Even as the Covid-19 pandemic nears its two-year mark, in the report Unicef shares the latest available data on the impact of the pandemic on children’s learning.
“In March, we will mark two years of Covid-19-related disruptions to global education. Quite simply, we are looking at a nearly insurmountable scale of loss to children’s schooling,” said Robert Jenkins, Unicef Chief of Education, in a statement.
Children have lost basic numeracy and literacy skills.
In low- and middle-income countries, learning losses to school closures have left up to 70 per cent of 10-year-olds unable to read or understand a simple text, up from 53 per cent pre-pandemic, the report said.
In Ethiopia, primary school children are estimated to have learned between 30 to 40 per cent of the math they would have learned if it had been a normal school year.
In several Brazilian states, around three in four children in grade 2 are off-track in reading, up from 1 in 2 children pre-pandemic.
In South Africa, schoolchildren are between 75 per cent and a full school year behind where they should be.
In India, 80 per cent of adolescents between 14-18 years, reported learning less due to extended closure of schools.

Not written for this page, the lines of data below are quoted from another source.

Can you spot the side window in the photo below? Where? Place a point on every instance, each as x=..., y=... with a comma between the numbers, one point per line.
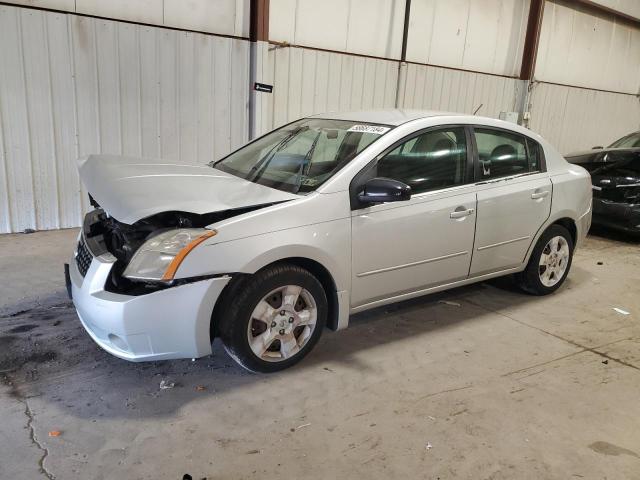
x=501, y=153
x=534, y=151
x=434, y=160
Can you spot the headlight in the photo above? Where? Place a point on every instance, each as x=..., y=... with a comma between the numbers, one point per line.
x=159, y=257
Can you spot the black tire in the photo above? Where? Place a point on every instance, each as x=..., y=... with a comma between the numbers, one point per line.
x=239, y=304
x=529, y=279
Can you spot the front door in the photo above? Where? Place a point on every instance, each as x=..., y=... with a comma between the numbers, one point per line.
x=401, y=247
x=514, y=199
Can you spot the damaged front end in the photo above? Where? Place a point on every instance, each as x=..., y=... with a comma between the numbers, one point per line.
x=104, y=235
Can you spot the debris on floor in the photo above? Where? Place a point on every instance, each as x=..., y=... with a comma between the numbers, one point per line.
x=448, y=302
x=166, y=384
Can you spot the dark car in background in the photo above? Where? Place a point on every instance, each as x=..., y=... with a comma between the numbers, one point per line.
x=615, y=176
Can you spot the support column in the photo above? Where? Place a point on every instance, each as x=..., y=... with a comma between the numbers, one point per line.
x=259, y=100
x=402, y=66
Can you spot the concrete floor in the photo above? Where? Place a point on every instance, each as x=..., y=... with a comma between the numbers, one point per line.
x=495, y=384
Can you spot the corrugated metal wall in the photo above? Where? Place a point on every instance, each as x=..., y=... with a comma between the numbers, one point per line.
x=586, y=50
x=72, y=85
x=486, y=36
x=578, y=119
x=436, y=88
x=311, y=81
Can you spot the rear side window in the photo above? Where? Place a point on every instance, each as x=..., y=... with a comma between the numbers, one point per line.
x=534, y=152
x=430, y=161
x=502, y=153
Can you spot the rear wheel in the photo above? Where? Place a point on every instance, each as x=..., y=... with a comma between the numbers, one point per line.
x=274, y=318
x=550, y=262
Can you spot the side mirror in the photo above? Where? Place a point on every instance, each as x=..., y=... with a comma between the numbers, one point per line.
x=380, y=190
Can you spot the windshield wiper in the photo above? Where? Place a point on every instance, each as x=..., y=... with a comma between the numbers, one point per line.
x=261, y=165
x=305, y=165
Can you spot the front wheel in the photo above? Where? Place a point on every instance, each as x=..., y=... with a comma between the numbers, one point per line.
x=274, y=318
x=550, y=262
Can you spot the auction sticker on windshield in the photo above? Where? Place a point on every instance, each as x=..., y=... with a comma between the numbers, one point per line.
x=369, y=129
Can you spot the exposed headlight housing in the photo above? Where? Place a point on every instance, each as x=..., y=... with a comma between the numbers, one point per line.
x=160, y=256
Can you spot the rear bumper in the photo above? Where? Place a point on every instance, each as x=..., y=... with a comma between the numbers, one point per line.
x=619, y=216
x=166, y=324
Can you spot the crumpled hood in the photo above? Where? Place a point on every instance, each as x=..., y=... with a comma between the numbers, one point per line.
x=130, y=189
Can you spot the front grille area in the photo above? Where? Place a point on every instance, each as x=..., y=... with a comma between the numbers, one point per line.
x=83, y=257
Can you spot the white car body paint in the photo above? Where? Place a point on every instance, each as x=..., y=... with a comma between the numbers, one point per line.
x=375, y=255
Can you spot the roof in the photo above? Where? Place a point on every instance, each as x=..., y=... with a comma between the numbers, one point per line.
x=385, y=116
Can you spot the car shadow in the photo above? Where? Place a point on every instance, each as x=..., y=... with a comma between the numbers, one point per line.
x=45, y=353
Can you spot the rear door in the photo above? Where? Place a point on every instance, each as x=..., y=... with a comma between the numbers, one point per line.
x=514, y=198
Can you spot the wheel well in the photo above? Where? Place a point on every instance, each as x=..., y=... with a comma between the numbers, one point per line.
x=570, y=225
x=325, y=279
x=313, y=267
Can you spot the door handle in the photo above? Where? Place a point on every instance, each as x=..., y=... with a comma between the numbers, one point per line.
x=461, y=213
x=536, y=195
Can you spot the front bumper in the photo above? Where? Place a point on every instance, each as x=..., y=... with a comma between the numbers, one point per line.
x=166, y=324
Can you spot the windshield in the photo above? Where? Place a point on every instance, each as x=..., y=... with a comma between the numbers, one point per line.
x=301, y=156
x=630, y=141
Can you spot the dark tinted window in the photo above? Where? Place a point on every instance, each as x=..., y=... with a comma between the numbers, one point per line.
x=534, y=151
x=630, y=141
x=434, y=160
x=619, y=164
x=501, y=153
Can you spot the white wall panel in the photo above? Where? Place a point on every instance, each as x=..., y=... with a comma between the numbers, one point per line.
x=480, y=35
x=578, y=119
x=72, y=86
x=230, y=17
x=435, y=88
x=366, y=27
x=628, y=7
x=144, y=11
x=227, y=17
x=581, y=49
x=311, y=81
x=68, y=5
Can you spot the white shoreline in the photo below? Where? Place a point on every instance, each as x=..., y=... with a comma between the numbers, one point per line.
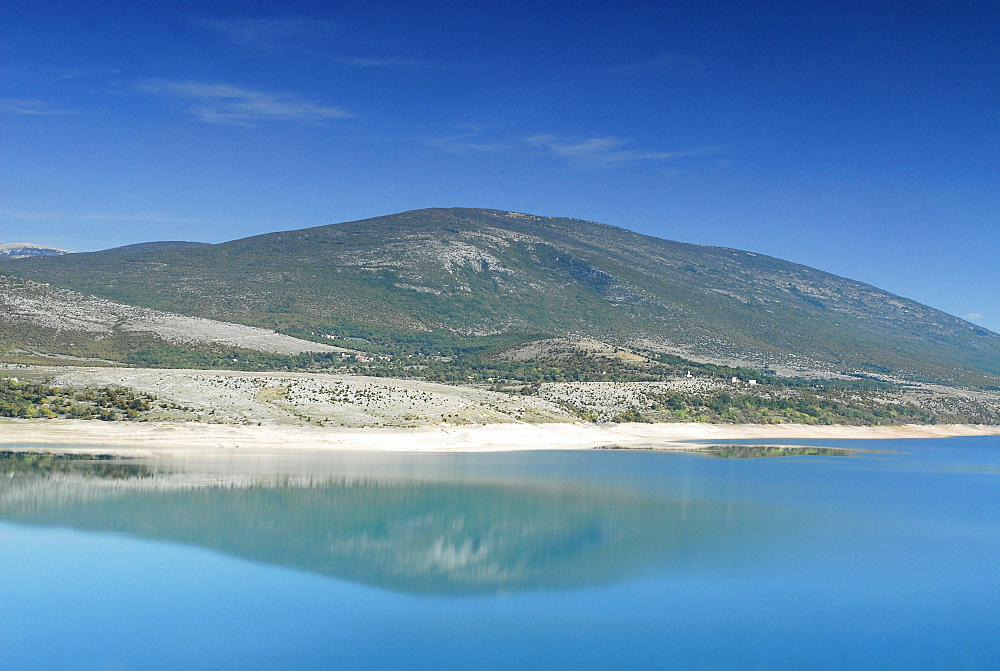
x=148, y=438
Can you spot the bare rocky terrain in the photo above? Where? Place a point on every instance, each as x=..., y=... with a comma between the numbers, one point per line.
x=323, y=399
x=31, y=305
x=304, y=398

Learning losses have been observed even in developed countries like the UK, US and Australia.
In addition, school closures have also impacted children’s mental health, reduced their access to a regular source of nutrition, and increased their risk of abuse.
A growing body of evidence shows that Covid-19 has caused high rates of anxiety and depression among children and young people, with some studies finding that girls, adolescents and those living in rural areas are most likely to experience these problems.
Further, more than 370 million children globally missed out on school meals during school closures, losing what is for some children the only reliable source of food and daily nutrition, the report said.
While the disruptions to learning must end, just reopening schools may not enough, Jenkins said.
“Students need intensive support to recover lost education. Schools must also go beyond places of learning to rebuild children’s mental and physical health, social development and nutrition,” he added.